Kati looked at her. “But the Chief’s the boss. What he says, goes.”
“Yes. And because he’s the boss, Kati, he has got to obey the rules of the camp even more closely than the men. Don’t you
see, Kati?”
“No, I don’t. Stuff and nonsense. If I were boss, I’d be boss.”
“Yes, but being in command means you must also be in command of yourself. There’s no one to give you orders, so you have to give them to yourself.”
Kati pulled down the few jars of pickled mushrooms and cucumbers from the cupboard shelf. “Open these,” she said. “If we don’t eat them, the Germans will. We’ll have one good last meal together.” She counted the jars with her fingers, nodded her head. “Enough,” she said in relief, before she suddenly remembered to rush over to the oven. She opened the square iron door carefully with an apron-covered hand. “All right, so far,” she said. The smell of warm bread filled the kitchen and added to Sheila’s hunger. “He’s got queer ideas about it, too. You know, he doesn’t like being called Chief. We’ve got to say just ‘Captain’ to his face. And yet he
is
the Chief, all right. Who else?” Kati took one of the loaves and broke it slightly to see if it were baked. “I don’t understand these things very well. I’ve never been a boss, so I don’t know. But if you speak the truth, then I don’t want to be one. Ever.”
“You are the boss of this inn, Kati. You and I are so hungry that we could sit down at this table and eat all this meat, right now. Why don’t you? You’re the boss. It is your meat. It is your kitchen. But you don’t even touch one slice of meat; you want to prepare as good a dinner as you can, and you think of those others next door, who are just as hungry as we are. Do you see what I mean?”
Kati stared at her. Then she gave one of her old smiles. “I wouldn’t make a very good boss,” she said. “I tasted a piece of cucumber when you weren’t looking.”
They were both laughing when the door opened and Tomasz appeared.

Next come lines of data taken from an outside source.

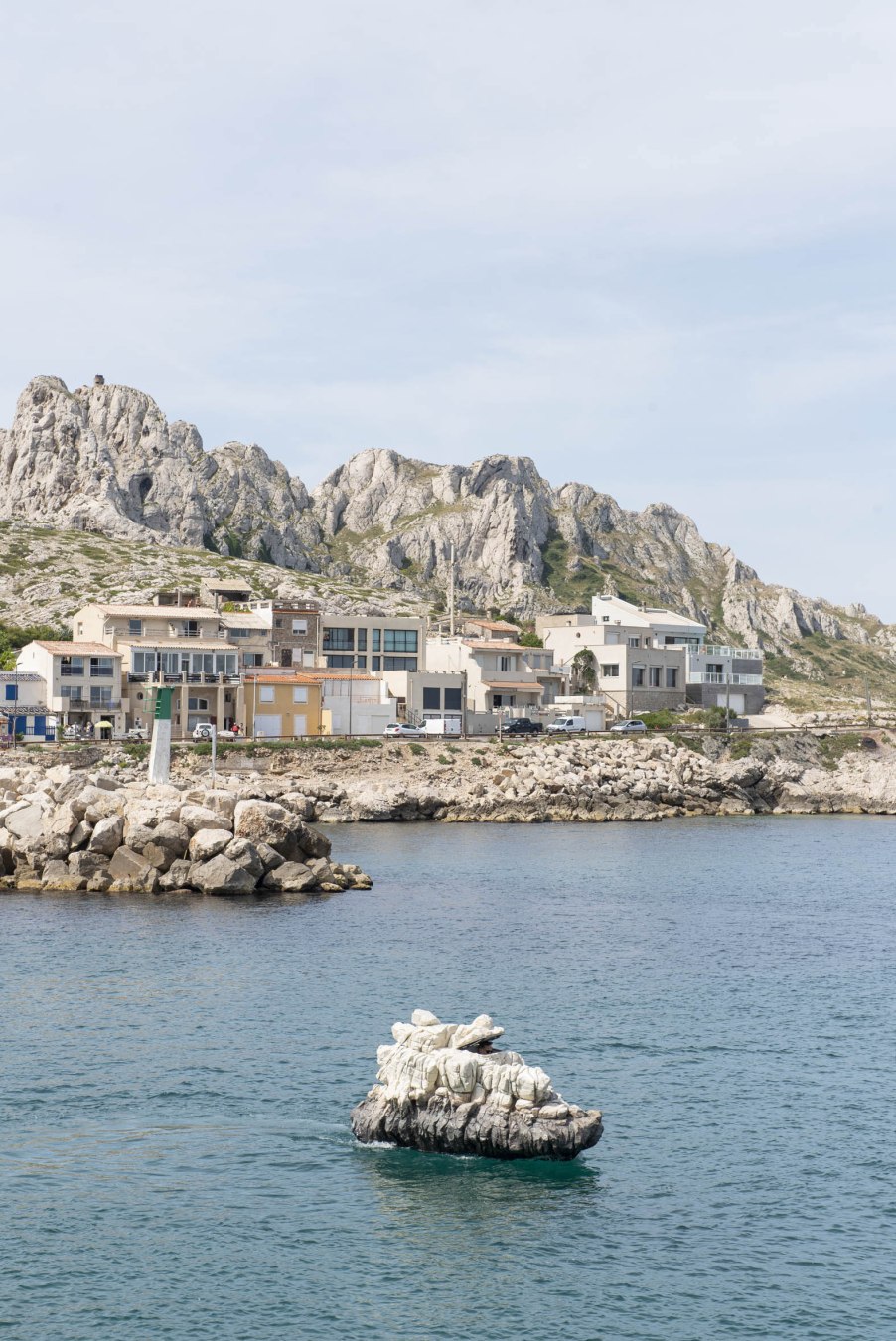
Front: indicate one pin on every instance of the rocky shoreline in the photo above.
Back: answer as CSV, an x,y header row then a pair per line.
x,y
590,780
76,828
94,822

“We’re finished. Are you ready?”
“Almost. Tell the other women they can start bringing their food over here.”
Tomasz nodded, and turned to go. “Pretty,” he said, looking at Sheila.
“Yes,” Kati said proudly. “Isn’t it?” And Sheila laughed again. Kati was pulling off the working apron, preening the lace collar, pushing up the wide sleeves of the blouse so that it billowed out in all its starched whiteness. She stood back and surveyed her handiwork critically once more. “You’ll do,” she predicted.
“Agreed.” It was Adam, leaning against the door, smiling as he watched Sheila’s startled face. He stretched out a hand as he came forward to her. The meeting had been successful: the plan was well made. She knew that by his face. She took his hand with a smile.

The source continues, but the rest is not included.